The Romantic
- Author: William Boyd
- Publisher: Viking Penguin
- Publication date: 2022 (hardback) 2023 (paperback)
- Pages: 464
- ISBN: 9780241542033
- Preceded by: Trio (2020)
- Followed by: Gabriel's Moon (2024)

= The Romantic (Boyd novel) =

2022 novel by William Boyd

The Romantic is the seventeenth novel by British author William Boyd, published in 2022, by Viking Penguin. The book is another of Boyd's 'whole-life' fictional biographies. It follows the story of Cashel Greville Ross, an Irishman born in 1799, whose life traverses significant events and locales of the 19th century. Boyd employs a first-person narrative to chronicle Cashel's diverse roles and adventures, creating a narrative that intertwines fact and fiction.

The book is dedicated to Boyd's wife, Susan.

==Plot==

The novel follows Cashel Greville Ross from his birth in County Cork, Ireland, through a life of transformation and exploration. Cashel's journey includes serving as a soldier in the East Indian Army, engaging with literary figures like Lord Byron and Percy Shelley in Pisa, embarking on expeditions in Africa in search of the Nile's source, and a spell in a debtors' prison. His life is characterized by a series of often unexpected reinventions, including stints as a writer, farmer, and diplomat, culminating in his role as a consul in Trieste. The narrative, framed as an edited autobiography discovered by 'W.B.', blends historical authenticity with imaginative storytelling.

==Reception==
Daneet Steffens in The Boston Globe praised the novel, commenting: "This is the kind of novel that William Boyd does best, the tale of an Everyman caught in the waves of history, sometimes surviving by his wits, other times sinking by his shortcomings".

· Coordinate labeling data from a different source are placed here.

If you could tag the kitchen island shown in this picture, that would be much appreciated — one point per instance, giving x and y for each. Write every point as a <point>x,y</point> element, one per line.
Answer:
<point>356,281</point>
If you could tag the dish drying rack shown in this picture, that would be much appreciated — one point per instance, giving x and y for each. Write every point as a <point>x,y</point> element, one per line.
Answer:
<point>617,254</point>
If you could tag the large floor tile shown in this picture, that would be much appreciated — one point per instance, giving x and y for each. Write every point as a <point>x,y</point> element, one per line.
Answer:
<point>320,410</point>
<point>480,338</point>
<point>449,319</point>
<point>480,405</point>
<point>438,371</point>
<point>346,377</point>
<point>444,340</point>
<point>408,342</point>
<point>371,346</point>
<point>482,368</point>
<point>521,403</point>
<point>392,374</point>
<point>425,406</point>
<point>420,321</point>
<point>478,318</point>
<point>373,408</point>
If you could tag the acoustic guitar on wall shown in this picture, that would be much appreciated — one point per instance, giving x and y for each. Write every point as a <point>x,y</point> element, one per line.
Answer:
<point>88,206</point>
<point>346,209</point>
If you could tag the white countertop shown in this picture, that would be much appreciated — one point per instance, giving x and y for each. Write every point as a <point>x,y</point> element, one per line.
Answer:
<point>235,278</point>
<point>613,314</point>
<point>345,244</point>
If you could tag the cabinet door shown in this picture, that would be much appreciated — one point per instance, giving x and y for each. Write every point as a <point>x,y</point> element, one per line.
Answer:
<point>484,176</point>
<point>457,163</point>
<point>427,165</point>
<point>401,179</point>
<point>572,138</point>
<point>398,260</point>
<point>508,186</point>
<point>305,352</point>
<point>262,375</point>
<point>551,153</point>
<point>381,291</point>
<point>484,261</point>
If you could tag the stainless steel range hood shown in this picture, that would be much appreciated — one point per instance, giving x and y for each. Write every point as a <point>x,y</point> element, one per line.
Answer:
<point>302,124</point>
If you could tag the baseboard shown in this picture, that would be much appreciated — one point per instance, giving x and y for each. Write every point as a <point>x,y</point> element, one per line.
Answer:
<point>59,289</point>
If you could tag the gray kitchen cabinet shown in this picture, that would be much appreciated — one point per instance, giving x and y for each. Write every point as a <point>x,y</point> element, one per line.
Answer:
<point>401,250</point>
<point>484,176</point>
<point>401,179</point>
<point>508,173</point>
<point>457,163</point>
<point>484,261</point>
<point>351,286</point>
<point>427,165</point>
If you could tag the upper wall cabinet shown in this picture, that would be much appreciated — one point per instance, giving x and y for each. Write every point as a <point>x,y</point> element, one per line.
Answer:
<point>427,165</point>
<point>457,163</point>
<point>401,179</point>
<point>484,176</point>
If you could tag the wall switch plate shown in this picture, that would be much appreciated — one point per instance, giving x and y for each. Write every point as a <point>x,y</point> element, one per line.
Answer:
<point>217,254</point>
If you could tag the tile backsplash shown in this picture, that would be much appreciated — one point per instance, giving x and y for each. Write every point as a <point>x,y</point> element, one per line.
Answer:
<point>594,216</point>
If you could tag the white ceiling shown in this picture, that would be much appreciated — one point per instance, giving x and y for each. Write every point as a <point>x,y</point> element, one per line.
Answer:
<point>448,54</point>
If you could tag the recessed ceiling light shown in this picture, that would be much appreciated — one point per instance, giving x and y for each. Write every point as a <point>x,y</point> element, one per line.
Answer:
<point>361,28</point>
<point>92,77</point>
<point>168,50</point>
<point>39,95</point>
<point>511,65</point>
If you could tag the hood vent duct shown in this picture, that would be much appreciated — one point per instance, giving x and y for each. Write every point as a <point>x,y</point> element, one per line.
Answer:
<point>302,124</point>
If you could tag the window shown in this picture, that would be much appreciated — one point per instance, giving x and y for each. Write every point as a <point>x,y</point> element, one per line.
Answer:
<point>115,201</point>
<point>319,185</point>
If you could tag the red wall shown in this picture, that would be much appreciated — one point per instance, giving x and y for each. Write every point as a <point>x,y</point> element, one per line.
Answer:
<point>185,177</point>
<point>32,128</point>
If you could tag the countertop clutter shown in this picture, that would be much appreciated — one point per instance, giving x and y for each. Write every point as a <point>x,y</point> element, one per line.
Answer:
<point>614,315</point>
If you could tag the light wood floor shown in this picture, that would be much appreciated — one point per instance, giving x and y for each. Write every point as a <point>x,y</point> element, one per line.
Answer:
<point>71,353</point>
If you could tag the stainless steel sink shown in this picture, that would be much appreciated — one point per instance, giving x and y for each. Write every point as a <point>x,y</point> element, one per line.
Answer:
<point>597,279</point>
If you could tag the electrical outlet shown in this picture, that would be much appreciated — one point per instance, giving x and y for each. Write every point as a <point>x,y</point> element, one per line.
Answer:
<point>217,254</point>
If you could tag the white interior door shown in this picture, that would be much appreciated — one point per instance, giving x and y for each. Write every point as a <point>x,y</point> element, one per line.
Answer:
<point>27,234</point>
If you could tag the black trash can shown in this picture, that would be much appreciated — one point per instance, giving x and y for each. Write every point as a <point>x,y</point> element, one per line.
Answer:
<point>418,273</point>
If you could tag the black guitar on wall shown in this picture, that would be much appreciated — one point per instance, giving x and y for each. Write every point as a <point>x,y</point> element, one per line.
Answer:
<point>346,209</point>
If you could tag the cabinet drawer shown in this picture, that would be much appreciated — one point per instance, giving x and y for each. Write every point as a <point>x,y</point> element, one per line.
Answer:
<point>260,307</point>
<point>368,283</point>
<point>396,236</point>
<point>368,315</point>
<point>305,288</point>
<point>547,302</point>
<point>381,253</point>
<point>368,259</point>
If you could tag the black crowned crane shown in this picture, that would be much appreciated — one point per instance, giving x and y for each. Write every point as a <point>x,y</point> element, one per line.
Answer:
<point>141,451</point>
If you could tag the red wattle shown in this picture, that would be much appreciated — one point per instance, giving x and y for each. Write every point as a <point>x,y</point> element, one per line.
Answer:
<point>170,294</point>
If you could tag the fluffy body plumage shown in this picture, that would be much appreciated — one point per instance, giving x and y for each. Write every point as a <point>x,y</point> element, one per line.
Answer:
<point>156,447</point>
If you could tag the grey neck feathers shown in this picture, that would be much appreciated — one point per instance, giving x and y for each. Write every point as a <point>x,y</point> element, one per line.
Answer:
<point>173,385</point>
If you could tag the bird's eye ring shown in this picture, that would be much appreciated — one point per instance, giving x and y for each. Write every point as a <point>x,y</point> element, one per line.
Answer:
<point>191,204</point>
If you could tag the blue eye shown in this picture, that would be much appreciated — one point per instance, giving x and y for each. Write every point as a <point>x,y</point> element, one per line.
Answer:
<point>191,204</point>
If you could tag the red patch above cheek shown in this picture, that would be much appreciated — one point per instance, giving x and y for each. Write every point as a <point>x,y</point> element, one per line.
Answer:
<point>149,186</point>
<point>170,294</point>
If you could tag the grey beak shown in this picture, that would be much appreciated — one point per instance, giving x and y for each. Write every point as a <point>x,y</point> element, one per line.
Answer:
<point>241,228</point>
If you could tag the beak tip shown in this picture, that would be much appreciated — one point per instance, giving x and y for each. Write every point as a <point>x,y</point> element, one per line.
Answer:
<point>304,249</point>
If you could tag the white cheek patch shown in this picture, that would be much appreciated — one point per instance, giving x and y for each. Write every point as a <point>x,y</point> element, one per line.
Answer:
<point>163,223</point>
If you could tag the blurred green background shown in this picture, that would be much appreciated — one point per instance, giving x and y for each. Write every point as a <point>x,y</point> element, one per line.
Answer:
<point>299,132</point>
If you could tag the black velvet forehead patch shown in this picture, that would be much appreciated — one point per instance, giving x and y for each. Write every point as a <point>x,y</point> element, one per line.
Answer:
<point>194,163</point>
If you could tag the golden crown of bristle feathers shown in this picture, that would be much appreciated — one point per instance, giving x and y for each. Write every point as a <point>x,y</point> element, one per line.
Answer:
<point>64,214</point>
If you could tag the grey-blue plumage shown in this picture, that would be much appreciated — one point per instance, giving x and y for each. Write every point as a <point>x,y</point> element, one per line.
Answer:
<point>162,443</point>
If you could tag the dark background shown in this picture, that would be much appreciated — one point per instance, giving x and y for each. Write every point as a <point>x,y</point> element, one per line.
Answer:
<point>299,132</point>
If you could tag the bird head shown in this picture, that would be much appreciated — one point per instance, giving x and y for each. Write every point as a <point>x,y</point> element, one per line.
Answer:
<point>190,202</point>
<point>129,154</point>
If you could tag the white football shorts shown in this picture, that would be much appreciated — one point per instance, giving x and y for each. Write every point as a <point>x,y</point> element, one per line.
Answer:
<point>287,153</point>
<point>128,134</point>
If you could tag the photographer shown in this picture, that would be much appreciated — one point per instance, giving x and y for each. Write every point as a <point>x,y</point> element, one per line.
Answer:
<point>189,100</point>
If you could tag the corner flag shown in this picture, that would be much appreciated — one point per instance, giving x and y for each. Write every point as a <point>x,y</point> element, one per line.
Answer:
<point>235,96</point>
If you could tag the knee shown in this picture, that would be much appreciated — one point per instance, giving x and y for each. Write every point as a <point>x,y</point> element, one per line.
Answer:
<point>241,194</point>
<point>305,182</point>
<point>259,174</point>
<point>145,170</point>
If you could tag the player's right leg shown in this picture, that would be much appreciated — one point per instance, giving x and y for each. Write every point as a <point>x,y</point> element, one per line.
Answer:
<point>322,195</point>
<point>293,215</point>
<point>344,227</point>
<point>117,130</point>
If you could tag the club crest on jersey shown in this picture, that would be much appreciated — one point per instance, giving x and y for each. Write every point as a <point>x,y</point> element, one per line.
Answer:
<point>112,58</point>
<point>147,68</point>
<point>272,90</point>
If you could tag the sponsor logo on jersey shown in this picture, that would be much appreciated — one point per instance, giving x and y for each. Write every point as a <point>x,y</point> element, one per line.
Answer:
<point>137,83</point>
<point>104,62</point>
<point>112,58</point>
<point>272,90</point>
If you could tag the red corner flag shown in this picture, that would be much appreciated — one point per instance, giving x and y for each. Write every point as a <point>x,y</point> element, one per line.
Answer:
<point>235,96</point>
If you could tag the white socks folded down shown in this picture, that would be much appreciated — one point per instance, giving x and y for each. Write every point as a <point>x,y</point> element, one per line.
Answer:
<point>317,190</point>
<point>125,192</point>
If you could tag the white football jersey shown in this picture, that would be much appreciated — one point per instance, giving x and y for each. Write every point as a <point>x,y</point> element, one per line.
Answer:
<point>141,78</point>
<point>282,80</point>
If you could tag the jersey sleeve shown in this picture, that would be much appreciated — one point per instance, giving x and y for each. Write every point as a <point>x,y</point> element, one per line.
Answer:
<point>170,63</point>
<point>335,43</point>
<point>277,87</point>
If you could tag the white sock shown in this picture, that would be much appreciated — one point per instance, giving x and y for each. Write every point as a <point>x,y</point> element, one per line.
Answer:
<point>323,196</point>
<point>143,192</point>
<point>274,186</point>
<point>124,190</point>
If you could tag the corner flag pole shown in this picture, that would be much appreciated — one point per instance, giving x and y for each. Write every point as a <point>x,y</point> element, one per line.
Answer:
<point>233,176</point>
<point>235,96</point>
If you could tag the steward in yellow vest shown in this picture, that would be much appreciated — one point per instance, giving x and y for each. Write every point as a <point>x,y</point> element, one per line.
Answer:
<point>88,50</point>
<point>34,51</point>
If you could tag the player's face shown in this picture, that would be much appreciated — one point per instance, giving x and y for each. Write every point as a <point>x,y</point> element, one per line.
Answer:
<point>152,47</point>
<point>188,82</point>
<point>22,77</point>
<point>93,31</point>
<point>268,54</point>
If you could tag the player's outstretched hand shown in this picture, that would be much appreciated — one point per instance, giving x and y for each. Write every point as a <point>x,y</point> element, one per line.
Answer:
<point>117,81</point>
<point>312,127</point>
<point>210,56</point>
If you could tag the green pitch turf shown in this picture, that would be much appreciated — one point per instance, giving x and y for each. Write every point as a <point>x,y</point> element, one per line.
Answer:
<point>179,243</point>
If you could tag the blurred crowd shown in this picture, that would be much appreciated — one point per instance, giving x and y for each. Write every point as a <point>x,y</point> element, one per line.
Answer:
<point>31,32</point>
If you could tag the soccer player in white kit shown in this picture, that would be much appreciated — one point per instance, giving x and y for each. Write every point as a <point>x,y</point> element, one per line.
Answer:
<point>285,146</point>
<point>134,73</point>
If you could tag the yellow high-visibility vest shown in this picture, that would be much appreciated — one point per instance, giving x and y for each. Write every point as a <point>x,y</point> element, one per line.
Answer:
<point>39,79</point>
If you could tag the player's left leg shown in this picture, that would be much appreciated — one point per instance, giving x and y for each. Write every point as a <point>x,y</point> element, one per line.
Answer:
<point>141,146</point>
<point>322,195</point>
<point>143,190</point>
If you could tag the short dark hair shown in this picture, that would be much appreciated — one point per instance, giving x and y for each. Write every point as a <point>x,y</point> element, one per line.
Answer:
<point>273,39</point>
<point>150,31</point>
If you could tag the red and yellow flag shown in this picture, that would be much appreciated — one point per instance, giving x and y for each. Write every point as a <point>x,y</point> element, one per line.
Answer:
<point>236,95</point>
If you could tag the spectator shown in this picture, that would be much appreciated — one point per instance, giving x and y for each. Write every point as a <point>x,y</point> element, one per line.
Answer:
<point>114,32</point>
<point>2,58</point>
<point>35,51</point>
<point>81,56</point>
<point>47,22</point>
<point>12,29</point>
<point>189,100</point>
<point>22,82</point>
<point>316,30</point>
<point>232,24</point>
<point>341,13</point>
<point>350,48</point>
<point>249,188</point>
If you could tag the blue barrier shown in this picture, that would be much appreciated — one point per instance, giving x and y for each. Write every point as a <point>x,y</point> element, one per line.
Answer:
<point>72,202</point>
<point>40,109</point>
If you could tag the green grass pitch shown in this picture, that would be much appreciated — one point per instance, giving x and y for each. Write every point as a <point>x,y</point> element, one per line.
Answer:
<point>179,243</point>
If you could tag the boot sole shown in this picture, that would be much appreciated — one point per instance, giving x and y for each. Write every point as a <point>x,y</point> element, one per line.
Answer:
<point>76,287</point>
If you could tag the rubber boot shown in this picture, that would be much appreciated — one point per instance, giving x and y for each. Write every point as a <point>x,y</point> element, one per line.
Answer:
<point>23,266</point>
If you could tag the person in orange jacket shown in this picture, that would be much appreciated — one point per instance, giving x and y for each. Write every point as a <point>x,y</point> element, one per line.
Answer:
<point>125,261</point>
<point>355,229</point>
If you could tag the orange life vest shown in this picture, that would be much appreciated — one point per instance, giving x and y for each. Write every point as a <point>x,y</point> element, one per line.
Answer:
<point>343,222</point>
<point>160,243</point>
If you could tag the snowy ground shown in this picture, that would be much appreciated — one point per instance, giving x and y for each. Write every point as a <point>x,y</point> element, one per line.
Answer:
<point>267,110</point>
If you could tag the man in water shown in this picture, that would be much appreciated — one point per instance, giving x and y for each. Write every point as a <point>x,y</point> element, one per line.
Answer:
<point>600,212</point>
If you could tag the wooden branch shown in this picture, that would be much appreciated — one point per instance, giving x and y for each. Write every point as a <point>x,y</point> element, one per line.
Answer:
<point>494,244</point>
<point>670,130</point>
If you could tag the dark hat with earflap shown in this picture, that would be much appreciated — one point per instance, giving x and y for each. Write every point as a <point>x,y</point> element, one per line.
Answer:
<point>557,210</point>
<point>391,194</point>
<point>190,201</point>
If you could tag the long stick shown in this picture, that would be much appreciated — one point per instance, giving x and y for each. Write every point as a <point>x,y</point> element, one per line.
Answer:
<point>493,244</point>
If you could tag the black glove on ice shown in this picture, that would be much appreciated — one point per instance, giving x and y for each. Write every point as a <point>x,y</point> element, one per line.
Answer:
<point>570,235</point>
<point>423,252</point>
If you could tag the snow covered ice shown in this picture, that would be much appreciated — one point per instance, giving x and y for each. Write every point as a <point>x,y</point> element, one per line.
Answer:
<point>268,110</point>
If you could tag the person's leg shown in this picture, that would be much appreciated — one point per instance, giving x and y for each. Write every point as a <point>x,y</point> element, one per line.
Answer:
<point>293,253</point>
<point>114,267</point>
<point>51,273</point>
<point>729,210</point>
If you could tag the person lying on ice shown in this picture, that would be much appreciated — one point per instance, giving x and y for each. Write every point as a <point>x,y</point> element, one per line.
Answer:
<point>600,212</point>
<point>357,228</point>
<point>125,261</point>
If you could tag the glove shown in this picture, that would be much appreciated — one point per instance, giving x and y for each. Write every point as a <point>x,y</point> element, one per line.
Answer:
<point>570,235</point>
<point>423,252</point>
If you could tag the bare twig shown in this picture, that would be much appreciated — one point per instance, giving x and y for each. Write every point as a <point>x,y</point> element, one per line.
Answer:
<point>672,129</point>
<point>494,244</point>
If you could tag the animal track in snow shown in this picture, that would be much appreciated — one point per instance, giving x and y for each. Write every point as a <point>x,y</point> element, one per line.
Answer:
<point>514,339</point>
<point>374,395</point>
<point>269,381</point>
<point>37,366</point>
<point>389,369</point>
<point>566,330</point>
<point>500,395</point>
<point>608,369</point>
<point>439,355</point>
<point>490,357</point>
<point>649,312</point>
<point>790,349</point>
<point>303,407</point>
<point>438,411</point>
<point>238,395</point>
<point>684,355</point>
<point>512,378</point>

Writing in The Times Literary Supplement, Lindsey Hilsum commented positively on the fusion of fact and fiction writing: "Boyd’s books are so enjoyable that it’s hard for us to resent the tricks being played on us, even as we find ourselves constantly reaching for Google, wanting to know what is and isn’t real".

In a negative review in The Wall Street Journal, Brooke Allen complained that "The Romantic is a tired, spiritless piece of work, written as if Mr. Boyd was slogging dutifully through the formula he created and has previously used to better effect".